Na altura, Nazaré reafirmava a aposta do Governo em atingir a auto-suficiência nas necessidades da indústria têxtil, com o restabelecimento da cadeia de valores algodoeiros. Previsto para funcionar numa parceria público-privada, com a única empresa que produzia algodão, a África Sementes, ficou projectada a produção das 300 mil toneladas. Desta cifra, 100 mil toneladas de fibra de algodão seriam destinadas à indústria têxtil e 200 mil toneladas de semente para a indústria de óleo alimentar, farinha de bagaço e ração animal.
Subida de 75%
O relançamento do algodão surge no orçamento do Ministério da Agricultura com uma verba alocada, de 2015 até ao ano passado, o programa beneficiou de 788,7 milhões de kwanzas.
Em 2017, a verba disparou quase 75% para 530,2 milhões de kwanzas, face aos 129,2 milhões do exercício anterior. O dinheiro para a campanha de 2017/2018 vai ser destinado a uma plantação de 1.500 hectares, com uma colheita prevista de 500 toneladas em Malanje e no Kwanza-Sul.
Para a concretização deste projecto, foram adquiridas 30 toneladas de sementes, que serão lançadas este mês.O Governo tem ainda, em carteira, um projecto que pretende produzir anualmente 50 mil toneladas de algodão, que deve ser financiado pelo governo do Japão.
“Menos ambição”
O agrónomo e consultor Fernando Pacheco afirma, ao VE, que o macroprojecto de relançamento do algodão, com o apoio da Coreia do Sul, está a “apanhar chuva e sol”, devido ao facto de “o Governo ter implementado a técnica de regadio que é apenas usada nos países ricos”.
Fernando Pacheco entende que o Governo precisa de ser “mais realista” e “não demasiado ambicioso” nas metas, referindo-se à intenção das autoridades em exportar têxteis com o Prodesi.

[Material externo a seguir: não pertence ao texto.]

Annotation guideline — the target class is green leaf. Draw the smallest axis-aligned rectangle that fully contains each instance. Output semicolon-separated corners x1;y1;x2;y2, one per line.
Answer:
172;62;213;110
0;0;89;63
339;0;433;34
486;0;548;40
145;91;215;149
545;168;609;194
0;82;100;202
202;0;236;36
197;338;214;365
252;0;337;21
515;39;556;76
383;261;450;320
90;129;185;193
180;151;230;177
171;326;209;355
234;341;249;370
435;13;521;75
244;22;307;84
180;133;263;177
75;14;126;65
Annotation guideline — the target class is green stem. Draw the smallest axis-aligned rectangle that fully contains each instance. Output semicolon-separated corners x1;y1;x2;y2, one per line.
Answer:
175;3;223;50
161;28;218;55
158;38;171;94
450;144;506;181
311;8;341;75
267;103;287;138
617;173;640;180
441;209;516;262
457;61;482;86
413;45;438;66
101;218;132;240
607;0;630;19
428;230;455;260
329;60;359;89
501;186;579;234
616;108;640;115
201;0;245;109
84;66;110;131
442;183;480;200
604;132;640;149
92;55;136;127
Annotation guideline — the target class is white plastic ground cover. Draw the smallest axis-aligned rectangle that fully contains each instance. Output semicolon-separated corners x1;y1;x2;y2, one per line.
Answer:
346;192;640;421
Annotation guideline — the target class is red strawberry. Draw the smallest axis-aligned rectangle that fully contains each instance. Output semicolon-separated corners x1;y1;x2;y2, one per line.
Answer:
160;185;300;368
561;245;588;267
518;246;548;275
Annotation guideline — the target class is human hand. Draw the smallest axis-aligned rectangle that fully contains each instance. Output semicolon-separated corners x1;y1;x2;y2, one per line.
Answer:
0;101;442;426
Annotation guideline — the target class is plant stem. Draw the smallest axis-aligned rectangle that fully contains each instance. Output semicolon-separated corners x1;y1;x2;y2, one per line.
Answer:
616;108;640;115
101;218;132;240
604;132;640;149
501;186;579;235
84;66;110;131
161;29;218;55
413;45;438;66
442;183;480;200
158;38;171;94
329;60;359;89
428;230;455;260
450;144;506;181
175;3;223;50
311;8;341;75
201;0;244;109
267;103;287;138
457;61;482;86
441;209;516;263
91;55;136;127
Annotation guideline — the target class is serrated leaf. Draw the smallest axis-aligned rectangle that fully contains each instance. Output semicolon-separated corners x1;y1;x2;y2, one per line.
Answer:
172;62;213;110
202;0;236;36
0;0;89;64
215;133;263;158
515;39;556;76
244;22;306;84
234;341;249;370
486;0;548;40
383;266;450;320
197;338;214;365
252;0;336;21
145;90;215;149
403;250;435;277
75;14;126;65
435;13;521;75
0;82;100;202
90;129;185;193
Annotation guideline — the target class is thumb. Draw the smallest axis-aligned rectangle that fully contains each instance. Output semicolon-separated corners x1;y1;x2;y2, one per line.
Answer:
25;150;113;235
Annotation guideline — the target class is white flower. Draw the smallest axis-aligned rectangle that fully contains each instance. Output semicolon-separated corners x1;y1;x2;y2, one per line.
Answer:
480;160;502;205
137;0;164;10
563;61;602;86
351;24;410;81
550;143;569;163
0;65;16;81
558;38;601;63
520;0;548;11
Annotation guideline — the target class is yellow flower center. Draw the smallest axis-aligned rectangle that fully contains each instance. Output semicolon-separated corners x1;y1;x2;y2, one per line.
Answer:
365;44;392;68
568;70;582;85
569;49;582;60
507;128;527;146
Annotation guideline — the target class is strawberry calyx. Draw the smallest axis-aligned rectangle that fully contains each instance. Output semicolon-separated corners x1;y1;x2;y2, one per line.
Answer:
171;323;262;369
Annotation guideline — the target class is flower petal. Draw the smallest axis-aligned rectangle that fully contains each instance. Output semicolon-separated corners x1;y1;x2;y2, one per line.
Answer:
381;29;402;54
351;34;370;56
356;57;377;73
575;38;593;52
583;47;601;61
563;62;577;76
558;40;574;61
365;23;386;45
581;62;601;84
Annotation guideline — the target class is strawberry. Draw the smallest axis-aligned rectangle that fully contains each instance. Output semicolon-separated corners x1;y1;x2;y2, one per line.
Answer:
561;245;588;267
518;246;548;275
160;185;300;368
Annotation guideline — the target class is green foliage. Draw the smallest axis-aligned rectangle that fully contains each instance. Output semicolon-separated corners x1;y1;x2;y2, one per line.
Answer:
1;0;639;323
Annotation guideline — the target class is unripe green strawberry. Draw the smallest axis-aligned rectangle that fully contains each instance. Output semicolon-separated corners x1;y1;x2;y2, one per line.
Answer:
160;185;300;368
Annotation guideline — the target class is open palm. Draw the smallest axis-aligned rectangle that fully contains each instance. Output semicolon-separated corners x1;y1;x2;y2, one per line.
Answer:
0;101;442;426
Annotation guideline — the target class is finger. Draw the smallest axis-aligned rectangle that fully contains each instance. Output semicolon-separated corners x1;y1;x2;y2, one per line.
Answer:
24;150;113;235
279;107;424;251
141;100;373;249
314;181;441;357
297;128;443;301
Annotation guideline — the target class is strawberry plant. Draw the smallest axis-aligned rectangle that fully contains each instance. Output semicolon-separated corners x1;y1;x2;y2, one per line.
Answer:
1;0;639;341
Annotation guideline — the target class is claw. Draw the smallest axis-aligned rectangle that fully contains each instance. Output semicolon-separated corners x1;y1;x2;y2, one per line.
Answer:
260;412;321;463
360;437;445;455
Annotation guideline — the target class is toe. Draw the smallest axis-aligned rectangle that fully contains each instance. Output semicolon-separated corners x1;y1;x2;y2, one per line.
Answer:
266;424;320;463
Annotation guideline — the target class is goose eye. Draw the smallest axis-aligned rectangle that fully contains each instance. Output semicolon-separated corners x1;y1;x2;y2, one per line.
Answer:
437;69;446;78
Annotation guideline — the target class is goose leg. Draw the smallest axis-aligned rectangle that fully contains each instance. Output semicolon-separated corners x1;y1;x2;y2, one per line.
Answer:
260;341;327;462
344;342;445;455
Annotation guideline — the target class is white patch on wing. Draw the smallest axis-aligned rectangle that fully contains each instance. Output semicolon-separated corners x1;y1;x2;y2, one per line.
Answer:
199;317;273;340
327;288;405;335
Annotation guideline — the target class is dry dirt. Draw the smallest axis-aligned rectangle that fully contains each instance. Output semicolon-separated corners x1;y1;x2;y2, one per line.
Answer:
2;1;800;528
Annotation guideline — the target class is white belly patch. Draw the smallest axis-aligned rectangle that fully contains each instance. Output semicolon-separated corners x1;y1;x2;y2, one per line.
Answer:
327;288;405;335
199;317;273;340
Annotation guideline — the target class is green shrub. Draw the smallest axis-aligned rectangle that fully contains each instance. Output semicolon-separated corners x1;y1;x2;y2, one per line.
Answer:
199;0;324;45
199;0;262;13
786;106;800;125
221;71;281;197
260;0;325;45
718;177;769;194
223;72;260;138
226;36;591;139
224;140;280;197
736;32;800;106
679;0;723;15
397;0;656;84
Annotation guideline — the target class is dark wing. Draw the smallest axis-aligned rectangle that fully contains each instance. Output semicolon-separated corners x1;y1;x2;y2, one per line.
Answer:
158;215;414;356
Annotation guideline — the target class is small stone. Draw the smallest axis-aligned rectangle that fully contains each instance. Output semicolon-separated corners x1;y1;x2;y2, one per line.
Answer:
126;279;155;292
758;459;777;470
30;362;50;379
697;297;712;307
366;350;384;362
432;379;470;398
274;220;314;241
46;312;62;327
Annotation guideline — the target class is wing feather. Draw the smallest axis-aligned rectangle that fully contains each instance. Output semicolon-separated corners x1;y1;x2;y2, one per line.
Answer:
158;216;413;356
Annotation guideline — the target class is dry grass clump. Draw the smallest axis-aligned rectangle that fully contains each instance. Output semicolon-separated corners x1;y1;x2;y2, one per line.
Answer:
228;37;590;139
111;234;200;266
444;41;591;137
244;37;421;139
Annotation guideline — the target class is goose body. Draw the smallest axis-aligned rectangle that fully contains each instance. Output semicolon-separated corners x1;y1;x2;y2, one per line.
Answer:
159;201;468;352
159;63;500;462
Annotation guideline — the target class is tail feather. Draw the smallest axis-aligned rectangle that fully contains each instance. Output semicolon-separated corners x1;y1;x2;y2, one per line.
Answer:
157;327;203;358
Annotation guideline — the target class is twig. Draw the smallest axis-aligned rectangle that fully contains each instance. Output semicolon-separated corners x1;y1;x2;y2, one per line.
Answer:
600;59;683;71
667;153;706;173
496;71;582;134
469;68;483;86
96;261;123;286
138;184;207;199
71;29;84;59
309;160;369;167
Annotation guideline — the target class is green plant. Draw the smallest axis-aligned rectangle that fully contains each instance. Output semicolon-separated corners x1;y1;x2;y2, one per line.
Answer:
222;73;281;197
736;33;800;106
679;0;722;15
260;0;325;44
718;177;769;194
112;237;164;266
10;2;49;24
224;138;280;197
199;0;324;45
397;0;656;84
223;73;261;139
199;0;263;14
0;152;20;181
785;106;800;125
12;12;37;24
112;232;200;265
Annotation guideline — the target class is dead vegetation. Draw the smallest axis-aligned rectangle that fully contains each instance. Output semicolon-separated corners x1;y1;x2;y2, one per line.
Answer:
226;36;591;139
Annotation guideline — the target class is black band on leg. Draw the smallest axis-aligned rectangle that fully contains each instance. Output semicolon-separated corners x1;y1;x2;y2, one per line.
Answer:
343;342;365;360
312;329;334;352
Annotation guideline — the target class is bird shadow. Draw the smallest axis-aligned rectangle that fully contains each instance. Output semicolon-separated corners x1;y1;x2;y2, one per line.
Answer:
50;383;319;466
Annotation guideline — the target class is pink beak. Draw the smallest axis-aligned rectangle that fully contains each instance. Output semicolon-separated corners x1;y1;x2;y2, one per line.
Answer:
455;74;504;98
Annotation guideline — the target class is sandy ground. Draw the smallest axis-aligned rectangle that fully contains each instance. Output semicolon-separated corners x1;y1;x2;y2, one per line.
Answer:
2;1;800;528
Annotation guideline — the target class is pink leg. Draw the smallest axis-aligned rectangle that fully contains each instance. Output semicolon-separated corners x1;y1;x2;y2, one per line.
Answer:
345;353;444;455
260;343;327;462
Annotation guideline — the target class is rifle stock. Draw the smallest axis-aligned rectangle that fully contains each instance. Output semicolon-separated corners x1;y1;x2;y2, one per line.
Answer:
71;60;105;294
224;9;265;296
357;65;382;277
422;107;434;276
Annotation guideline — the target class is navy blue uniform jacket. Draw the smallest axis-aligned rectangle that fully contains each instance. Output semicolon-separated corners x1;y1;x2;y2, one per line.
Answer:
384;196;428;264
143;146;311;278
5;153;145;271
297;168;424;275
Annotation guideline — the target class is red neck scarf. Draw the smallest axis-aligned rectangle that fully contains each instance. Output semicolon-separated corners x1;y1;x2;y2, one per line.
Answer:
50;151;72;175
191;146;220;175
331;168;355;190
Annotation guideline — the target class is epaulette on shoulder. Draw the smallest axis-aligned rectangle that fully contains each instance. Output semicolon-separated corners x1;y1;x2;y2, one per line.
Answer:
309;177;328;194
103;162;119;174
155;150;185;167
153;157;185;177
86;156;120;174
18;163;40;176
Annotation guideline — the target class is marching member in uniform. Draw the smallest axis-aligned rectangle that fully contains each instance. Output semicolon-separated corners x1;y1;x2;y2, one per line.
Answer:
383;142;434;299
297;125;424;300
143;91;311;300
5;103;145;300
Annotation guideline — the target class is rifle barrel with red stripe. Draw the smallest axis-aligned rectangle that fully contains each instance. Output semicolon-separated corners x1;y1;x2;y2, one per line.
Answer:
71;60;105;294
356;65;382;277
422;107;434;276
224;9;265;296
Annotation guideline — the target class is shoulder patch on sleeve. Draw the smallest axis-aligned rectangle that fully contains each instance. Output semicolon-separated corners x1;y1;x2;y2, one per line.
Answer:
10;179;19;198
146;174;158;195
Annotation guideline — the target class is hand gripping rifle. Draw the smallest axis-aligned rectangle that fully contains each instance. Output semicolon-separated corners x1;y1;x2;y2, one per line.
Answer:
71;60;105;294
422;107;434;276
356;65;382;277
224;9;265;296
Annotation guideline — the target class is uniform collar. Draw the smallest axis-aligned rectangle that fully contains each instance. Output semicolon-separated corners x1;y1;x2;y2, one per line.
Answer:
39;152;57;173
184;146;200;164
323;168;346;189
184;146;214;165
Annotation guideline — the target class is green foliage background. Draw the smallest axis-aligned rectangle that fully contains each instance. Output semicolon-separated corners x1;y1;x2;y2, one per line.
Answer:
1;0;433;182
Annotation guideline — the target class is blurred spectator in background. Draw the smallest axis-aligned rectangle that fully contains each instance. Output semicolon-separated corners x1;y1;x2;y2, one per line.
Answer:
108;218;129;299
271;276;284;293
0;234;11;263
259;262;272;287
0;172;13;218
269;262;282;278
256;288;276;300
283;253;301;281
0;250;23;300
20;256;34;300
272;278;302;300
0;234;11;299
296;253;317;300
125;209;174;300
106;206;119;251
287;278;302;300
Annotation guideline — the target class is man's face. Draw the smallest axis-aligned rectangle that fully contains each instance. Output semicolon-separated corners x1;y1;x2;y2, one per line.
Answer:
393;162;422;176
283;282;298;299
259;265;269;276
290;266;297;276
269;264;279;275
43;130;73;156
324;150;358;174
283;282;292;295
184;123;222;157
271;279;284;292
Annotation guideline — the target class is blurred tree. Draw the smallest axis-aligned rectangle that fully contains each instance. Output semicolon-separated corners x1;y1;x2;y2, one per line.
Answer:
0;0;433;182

Para o agrónomo, o Governo devia, antes de pensar em exportar algodão, criar condições para um bom ambiente de negócios. “É muito ambicioso pensar que, em poucos anos, Angola vai ter capacidade de exportar algodão”, observa sem pôr de lado a possibilidade de isso vir a acontecer no futuro.
Fernando Pacheco lembra que, em 2016, se criou muita expectativa numa reunião na Baixa de Cassanje, em Malanje, promovida pelo Ministério da Agricultura, para discutir a cultura com entidades internacionais, e que contou inclusive com uma baronesa do Reino Unido Lindsay Northover, dando a ideia de que estavam prontas as condições para produzir algodão “quando não era verdade”. “Para quê fazer mega eventos quando precisávamos primeiro de discutir o assunto internamente?”, questiona-se.